Comment tient-on le coup lorsqu’on doit faire face à des situations pareilles? «Le plus important est de garder une certaine distance», explique le magistrat. «Il ne faut pas détester les auteurs mais ce qui leur est reproché. Ce sont les faits qui sont abominables. Dans l’affaire que vous évoquez, les plus marqués ont été les policiers ayant dû visionner les centaines de vidéos tournées par l’accusé. Ils ont eu la possibilité de faire un débriefing.» Lui-même s’est gardé de se spécialiser dans un type d’affaires en particulier, évitant ainsi de se focaliser uniquement sur le pire. Depuis 2013, il préside en outre le Conseil de paroisse de Belfaux. «C’est un autre monde», sourit-il en précisant que sa foi l’accompagne dans sa vie privée, mais n’interfère pas dans son activité judiciaire.
Davantage de procédures
Parmi les affaires instruites par Jean-Luc Mooser, certaines font désormais partie de l’histoire judiciaire fribourgeoise. A commencer par celle dite «des barils», double assassinat crapuleux dont l’auteur et ses deux complices avaient failli se tirer à bon compte. Les corps des victimes, bétonnés dans des barils et précipités dans le lac de Lungern (OW) en janvier 1999, n’auraient probablement jamais été découverts sans la baisse du niveau de l’eau du lac, qui alimente une centrale électrique. «Nous savions que l’auteur était en fuite en Espagne. Je l’ai appelé pour lui dire qu’il avait tout intérêt à rentrer en Suisse s’il ne voulait pas subir six mois de détention extraditionnelle là-bas. Il est venu se rendre», se souvient le procureur.

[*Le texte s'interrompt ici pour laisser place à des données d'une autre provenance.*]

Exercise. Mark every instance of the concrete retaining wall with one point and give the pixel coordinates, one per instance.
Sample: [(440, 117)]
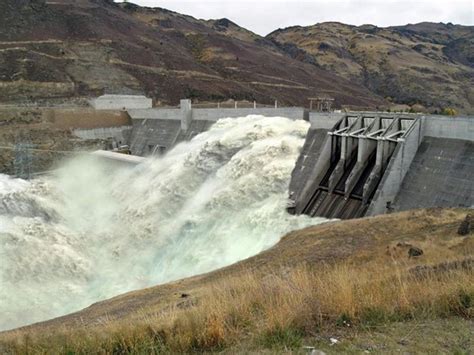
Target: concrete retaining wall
[(121, 102), (156, 114), (441, 175), (449, 127), (324, 120), (80, 118), (147, 135), (295, 113), (396, 170), (120, 134)]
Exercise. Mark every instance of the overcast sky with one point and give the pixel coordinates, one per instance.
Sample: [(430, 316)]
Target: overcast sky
[(264, 16)]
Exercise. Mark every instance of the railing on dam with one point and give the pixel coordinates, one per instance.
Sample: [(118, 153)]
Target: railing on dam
[(350, 166)]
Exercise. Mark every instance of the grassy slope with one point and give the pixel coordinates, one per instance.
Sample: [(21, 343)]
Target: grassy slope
[(351, 279)]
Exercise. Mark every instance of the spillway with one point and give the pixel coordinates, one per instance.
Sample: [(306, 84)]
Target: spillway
[(89, 233)]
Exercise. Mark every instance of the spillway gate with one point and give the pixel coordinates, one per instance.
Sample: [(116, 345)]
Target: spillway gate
[(350, 167)]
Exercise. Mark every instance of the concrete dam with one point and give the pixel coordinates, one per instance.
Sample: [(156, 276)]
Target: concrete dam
[(351, 165)]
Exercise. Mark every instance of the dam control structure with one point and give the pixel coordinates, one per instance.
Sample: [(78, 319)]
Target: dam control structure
[(352, 164)]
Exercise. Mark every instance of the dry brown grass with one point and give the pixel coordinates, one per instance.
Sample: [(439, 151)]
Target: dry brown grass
[(272, 304), (276, 310)]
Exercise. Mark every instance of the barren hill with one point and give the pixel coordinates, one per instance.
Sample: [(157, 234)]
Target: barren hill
[(62, 49), (430, 64)]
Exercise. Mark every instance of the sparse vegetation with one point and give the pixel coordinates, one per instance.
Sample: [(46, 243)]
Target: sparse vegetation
[(276, 311), (352, 279)]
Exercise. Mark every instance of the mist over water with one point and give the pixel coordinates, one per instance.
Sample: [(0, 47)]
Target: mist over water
[(89, 233)]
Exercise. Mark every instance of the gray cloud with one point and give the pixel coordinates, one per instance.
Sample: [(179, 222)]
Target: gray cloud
[(264, 16)]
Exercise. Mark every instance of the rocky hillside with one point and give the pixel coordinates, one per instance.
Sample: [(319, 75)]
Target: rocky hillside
[(428, 64), (63, 48)]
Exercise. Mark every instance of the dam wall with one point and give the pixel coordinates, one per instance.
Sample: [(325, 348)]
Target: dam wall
[(441, 175), (119, 134), (215, 114), (461, 127), (397, 168), (156, 130), (416, 161)]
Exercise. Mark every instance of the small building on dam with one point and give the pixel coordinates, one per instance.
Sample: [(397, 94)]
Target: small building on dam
[(352, 164)]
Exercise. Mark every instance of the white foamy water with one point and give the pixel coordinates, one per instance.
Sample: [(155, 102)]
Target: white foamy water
[(87, 234)]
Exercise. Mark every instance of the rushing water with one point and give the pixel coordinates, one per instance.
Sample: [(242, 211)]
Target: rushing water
[(86, 234)]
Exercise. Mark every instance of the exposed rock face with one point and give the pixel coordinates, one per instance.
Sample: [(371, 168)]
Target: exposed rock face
[(431, 64), (80, 48)]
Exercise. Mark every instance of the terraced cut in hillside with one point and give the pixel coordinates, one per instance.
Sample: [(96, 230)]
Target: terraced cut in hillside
[(63, 49), (426, 64), (393, 283)]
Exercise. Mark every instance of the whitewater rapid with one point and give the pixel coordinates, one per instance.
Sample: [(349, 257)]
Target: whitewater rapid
[(87, 234)]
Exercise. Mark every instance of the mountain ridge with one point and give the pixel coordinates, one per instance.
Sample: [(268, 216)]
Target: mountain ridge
[(57, 50)]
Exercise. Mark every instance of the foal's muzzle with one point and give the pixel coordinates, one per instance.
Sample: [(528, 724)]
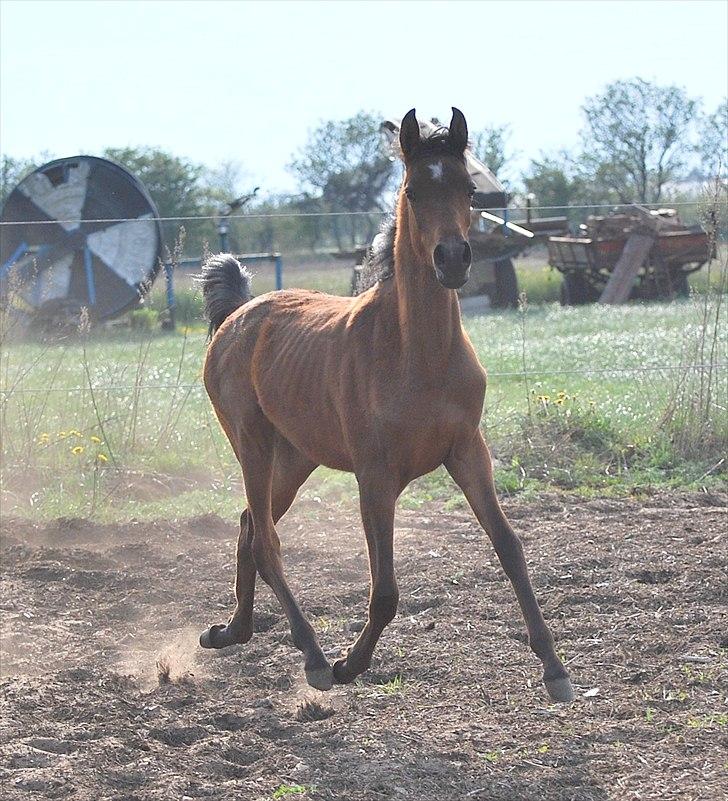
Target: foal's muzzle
[(452, 258)]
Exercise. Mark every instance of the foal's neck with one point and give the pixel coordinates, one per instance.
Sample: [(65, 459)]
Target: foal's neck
[(429, 314)]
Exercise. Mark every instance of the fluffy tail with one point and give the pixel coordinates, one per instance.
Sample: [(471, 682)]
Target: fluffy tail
[(225, 287)]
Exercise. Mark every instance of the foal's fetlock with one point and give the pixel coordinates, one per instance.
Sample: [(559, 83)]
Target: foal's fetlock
[(559, 688), (345, 671), (319, 673)]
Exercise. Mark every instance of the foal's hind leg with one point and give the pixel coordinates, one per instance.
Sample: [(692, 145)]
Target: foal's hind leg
[(471, 467), (257, 457), (377, 500), (290, 470)]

«Aujourd’hui, la moindre opération demande beaucoup de procédures, au détriment parfois du fond»
Jean-Luc Mooser
«A l’époque, les choses étaient plus simples. Aujourd’hui, la moindre opération demande beaucoup de procédures, au détriment parfois du fond», déplore Jean-Luc Mooser, qui garde aussi un souvenir particulier de l’affaire Erhard Loretan. «C’était l’une des plus douloureuses. Le syndrome du bébé secoué était alors mal connu», se souvient le magistrat qui avait obtenu, en 2003, la condamnation à quatre mois de prison avec sursis du célèbre alpiniste ayant tué son enfant dans un moment d’énervement. «Il était un peu dépassé par ce qu’il avait fait. Cette histoire tragique a au moins permis de faire connaître ce syndrome et d’éviter d’autres drames.»
Au Tribunal cantonal
Plus récemment, en avril 2021, le procureur Mooser s’est chargé du volet helvétique d’une très médiatisée affaire d’enlèvement de mineure. Une fillette de 8 ans et sa mère avaient été retrouvées dans un squat de Sainte-Croix (VD) après une cavale de plusieurs jours démarrée dans les Vosges, en France, avec des escales dans les cantons de Fribourg et de Neuchâtel. «Cette procédure très complexe a montré les limites du fédéralisme», analyse Jean-Luc Mooser, qui a coordonné une opération d’envergure menée conjointement par les autorités françaises, vaudoises, fribourgeoises et neuchâteloises.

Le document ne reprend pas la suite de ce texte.